Typically, 60% to 65% of crude oil is what the NGL mix typically is, and what we've said about the combo play previously is if you really look at the production from a typical combo well, it's about one third crude oil, one third NGLs, and one third actual natural gas. Just like other natural gas. So a significant mix of that combo play composition is going to be NGLs.
- Analyst
Okay. Thanks. I just wanted to clarify. In your opening remarks you talked about the nadir of your production of the year to be in the fourth quarter. Are you looking at that total Company-wide or are you talking about your US gas production?
- Chairman, CEO
That's North American gas. Yes.
- Analyst
Thanks. One final question for you. EOG had any staff reduction?
- Chairman, CEO
No, we have not. We are selectively adding this year, and we don't anticipate any staff reductions.
- Analyst
Great. That's it for me.
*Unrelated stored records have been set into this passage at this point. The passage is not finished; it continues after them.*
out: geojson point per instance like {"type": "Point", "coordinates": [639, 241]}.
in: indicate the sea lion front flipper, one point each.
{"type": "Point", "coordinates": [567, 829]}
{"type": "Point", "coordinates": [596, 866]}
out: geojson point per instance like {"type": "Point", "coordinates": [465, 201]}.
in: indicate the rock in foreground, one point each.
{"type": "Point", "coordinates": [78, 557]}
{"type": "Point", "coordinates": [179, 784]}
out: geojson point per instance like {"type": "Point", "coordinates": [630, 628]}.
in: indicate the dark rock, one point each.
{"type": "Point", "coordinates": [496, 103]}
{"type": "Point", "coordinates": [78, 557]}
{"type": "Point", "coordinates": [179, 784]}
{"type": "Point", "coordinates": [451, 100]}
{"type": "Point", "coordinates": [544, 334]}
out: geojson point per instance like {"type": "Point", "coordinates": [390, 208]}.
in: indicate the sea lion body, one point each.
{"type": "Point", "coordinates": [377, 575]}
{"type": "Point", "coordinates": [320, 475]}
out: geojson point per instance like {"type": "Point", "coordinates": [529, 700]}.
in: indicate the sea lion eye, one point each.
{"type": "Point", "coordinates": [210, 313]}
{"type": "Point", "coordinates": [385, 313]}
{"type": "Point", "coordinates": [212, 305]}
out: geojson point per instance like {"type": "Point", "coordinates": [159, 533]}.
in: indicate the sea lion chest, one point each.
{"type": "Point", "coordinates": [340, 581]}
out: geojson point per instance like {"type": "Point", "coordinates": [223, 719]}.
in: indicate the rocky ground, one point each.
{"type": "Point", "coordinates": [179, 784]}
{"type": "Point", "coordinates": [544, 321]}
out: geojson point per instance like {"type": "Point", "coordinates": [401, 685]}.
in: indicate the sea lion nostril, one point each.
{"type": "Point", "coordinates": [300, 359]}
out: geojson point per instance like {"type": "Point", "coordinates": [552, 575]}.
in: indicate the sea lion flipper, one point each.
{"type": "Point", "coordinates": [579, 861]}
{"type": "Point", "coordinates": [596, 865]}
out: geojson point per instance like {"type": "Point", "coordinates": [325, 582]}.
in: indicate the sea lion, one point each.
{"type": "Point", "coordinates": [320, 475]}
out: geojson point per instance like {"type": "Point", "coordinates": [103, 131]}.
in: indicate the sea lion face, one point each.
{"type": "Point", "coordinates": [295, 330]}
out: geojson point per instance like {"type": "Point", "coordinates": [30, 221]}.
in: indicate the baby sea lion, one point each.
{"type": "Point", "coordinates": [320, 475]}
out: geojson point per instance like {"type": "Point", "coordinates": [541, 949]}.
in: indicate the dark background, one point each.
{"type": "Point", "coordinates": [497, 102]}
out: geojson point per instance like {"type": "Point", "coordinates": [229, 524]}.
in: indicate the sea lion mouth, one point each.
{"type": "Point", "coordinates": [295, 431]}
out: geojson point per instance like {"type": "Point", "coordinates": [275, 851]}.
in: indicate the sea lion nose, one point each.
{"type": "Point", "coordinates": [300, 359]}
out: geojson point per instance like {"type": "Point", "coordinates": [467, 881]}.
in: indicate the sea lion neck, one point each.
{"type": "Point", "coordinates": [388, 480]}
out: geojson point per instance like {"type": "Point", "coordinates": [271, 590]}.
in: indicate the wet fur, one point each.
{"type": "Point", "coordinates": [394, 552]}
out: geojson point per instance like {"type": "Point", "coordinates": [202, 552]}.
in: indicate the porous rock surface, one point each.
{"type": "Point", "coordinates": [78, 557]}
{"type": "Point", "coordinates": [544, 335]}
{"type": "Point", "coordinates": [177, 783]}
Thank you.
- Chairman, CEO
Thanks Ellen.
Operator
That is all the time that we have for questions today. We'll turn things back over for any additional or closing remarks.
- Chairman, CEO
I don't have any further closing remarks. I just want to thank everyone for being on the call with us and we'll talk again in three months.
Operator
That does conclude today's teleconference. Thank you all for joining. Have a great day.